空中で見事に踊った。2つ、3つ、数が増えるごとにその輝きを

増していき、鮮やかなまりさばきは、見る物を圧倒させ、

広場を取り囲んだ人々がため息をもらした。

 

「見ろよ。なんて素晴らしいんだ。金のまりが、まるで

生きているみたいだぜ。」

「長生きはするもんじゃ。ありがたい。」

 まりが8つになった時、フーシーのひたいから

じっとり汗がにじんだ。姫は思ったよりずっとうまかった。

フーシーと同じくらい、いやそれ以上かもしれない。

堂々としたまりさばき。なにより姫は父さんに教わっているのだ。

15このまりをあやつる父さんに・・・。

それに比べてあたしはまだ、この新しいまりを

使ったこともないのだ。

 

 そうだ。フーシーは、はっとした。あの物売りは

何を言っていたのだろう。

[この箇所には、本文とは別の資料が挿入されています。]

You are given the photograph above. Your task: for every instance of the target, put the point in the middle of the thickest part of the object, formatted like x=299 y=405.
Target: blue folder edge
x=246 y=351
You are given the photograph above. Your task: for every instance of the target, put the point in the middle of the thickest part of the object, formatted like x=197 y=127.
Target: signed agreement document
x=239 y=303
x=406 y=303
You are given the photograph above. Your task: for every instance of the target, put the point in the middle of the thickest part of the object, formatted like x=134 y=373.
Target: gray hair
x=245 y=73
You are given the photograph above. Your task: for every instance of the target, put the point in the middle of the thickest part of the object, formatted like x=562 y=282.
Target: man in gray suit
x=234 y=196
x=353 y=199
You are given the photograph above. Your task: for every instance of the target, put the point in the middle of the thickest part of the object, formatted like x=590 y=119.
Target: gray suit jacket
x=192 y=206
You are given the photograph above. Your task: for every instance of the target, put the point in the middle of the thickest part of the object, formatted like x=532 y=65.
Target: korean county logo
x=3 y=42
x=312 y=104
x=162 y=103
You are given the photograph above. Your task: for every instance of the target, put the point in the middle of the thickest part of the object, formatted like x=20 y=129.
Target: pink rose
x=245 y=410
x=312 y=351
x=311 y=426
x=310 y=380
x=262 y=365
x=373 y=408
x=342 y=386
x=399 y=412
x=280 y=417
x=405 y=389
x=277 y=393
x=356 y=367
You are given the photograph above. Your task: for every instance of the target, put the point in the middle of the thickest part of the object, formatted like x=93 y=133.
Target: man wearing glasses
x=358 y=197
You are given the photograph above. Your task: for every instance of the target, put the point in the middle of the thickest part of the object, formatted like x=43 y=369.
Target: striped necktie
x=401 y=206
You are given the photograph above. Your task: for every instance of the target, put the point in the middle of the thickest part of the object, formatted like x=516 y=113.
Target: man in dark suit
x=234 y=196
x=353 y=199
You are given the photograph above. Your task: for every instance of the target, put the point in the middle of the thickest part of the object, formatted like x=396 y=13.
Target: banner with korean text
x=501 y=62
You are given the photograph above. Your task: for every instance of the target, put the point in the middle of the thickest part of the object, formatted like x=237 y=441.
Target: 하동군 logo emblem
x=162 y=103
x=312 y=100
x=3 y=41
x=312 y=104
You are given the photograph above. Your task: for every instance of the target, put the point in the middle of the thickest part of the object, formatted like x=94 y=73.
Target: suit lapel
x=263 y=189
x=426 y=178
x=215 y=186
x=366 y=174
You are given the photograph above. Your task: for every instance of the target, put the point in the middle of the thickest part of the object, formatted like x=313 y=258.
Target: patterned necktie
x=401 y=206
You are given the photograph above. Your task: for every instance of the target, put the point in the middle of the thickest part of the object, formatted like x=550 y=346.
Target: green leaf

もしかしたら、とんでもない

まりかもしれない。投げるとどうにかなるのだろうか。

フーシーのまりを持つ手がふるえだした。

 

 その時、まりが空中で生き物のように動きだし、

金のかんむりの形になった。まりのかんむりは、まばゆい

ばかりに姫の頭上で輝きを放った。

 

われるような拍手と歓声がひびき渡り、姫の番が終わった。

姫の頬は上気して桃色に輝いていた。

「まりがないのなら、私のまりを使ってもよい。」

姫が金のまりを差し出した。

「いいえ、まりならあります。」

フーシーは首を振ってこたえた。次はとうとうフーシーの番だ。

どうしよう、負けるかもしれない。フーシーの震える足に

ふわりとあたたかいものが触れた。

キジネコだった。

 

「キジネコ、あたしを守ってね。」

 

第一話はこちら

絵本道文庫~フーシーとまりとおひめさまー1~ | 絵本で、安心して気持ちが話せる「場づくり」の担い手を育む (ameblo.jp)

 

第二話はこちら

絵本道文庫~フーシーとまりとおひめさまー2~ | 絵本で、安心して気持ちが話せる「場づくり」の担い手を育む (ameblo.jp)

 

第三話はこちら

絵本道文庫~フーシーとまりとお姫さまー3~ | 絵本で、安心して気持ちが話せる「場づくり」の担い手を育む (ameblo.jp)

 

第四話はこちら

絵本道文庫~フーシーとまりとおひめさまー4~ | 絵本で、安心して気持ちが話せる「場づくり」の担い手を育む (ameblo.jp)

 

第五話はこちら

絵本道文庫~フーシーとまりとおひめさまー5~ | 絵本で、安心して気持ちが話せる「場づくり」の担い手を育む (ameblo.jp)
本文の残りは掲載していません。